Segovia, con su acueducto, esa sombra de piedra que lo domina todo, una especie de arquitectura/monumento que viene a atestiguar lo que compartían los romanos y Steve Jobs: un sentido de la belleza de lo que únicamente es práctico. La ciudad, milenaria y pequeña, con sus iglesias tan altas y sus casas tan humanas, participa de esa imagen común que late en todas las villas castellanas: una estampa como de espera, de estar aguardando la llegada inminente de algo o de alguien, que en Azorín solo era una impresión de tristeza, decadencia imperial y demás, pero que hoy nos resulta muy moderna, muy Samuel Beckett.
La marea laboral, con sus premuras inaplazables y sus varias soledades, le dejan a uno al pie de este naufragio de murallas y torreones, quizá para cotejar lo que es evidente, la contradicción que siempre ha existido entre el almanaque que organiza el día a día de las gentes y los sueños civilizatorios, con sus estandartes ideológicos y de fe, que han movido las culturas y han llenado las calles, las plazas, las esquinas con esa quincalla que son las ruinas, los conventos, los palacetes y demás herencias seculares.
El periodismo es un trabajo de improvisaciones, donde se conoce el lugar al que se quiere ir pero nunca se sabe lo que se va a encontrar. El diario le ha enviado a uno para cubrir los coloquios, ponencias, debates varios de un festival literario; para dar noticia de la declaración llamativa, del titular impactante, epatante, que dirían los cursis y los pedantes, los mismos que eligen escuchante en vez de oyente. Pero cualquier reportaje arranca siempre en el coso de lo público, que es donde se suele tomar el pulso a la realidad, a lo que sucede, y no en las aulas cerradas y salas de conferencias. Y lo primero que se percibe es que entre el tintineo de los vasos y las cucharillas de los cafés, de las voces de los vecinos y el estrépito de cancelas que anuncia la apertura de los comercios, que son ecos que aún deben despertar nostalgia en las almas empapadas de noventayochismo, se ha colado una suma de acentos, de lenguas, que no es otra cosa que la parla eslava, romance o la que sea, que traen los novelistas, filósofos y poetas de distintas procedencias.

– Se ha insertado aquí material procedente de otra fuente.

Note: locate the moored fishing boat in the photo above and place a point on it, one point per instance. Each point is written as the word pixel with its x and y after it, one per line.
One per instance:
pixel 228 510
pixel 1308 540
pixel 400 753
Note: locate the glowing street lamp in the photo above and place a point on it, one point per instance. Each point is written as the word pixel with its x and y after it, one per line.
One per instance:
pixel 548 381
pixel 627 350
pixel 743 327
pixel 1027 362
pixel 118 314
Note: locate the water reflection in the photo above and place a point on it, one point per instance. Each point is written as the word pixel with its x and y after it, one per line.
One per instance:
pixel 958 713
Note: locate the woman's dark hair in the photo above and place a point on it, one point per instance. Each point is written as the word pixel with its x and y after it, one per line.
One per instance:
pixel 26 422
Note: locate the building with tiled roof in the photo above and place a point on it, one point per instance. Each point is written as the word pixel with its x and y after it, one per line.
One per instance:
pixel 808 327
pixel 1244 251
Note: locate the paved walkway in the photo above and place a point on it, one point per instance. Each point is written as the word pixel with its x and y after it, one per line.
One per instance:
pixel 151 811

En este mundo de deshumanizaciones económicas y monetarización de los ideales, los escritores son como una especie de tribu de nómadas, de caravanas de apátridas o erasmistas con móvil que se trasladan de un país a otro arrastrando el fardo de sus pensamientos, reflexiones y textos, juglarizando valores, sugerencias o proposiciones que a parte de la ralea política le debe sonar como a provocación, apostasía o por ahí. Así le llega a uno en medio del desayuno, con la hogaza de pan caliente y el bloc de notas aún sin abrir, la ocurrencia de que el polvo castellano, que no es más que arena de sillar viejo, va desprendiéndose de esos moluscos y lapas que son los topicazos y contaminándose de otras historias, revitalizantes y contemporanizadoras, que son las fábulas, relatos, narraciones y versos que airean estos amanuenses de su imaginación, poniendo en vigencia lo que hasta ahora solo era pasado, y rescatando a los antiguos burgos de esa mirada estancada, ya irreal, del 98 y sus perjudiciales aledaños y prolongaciones.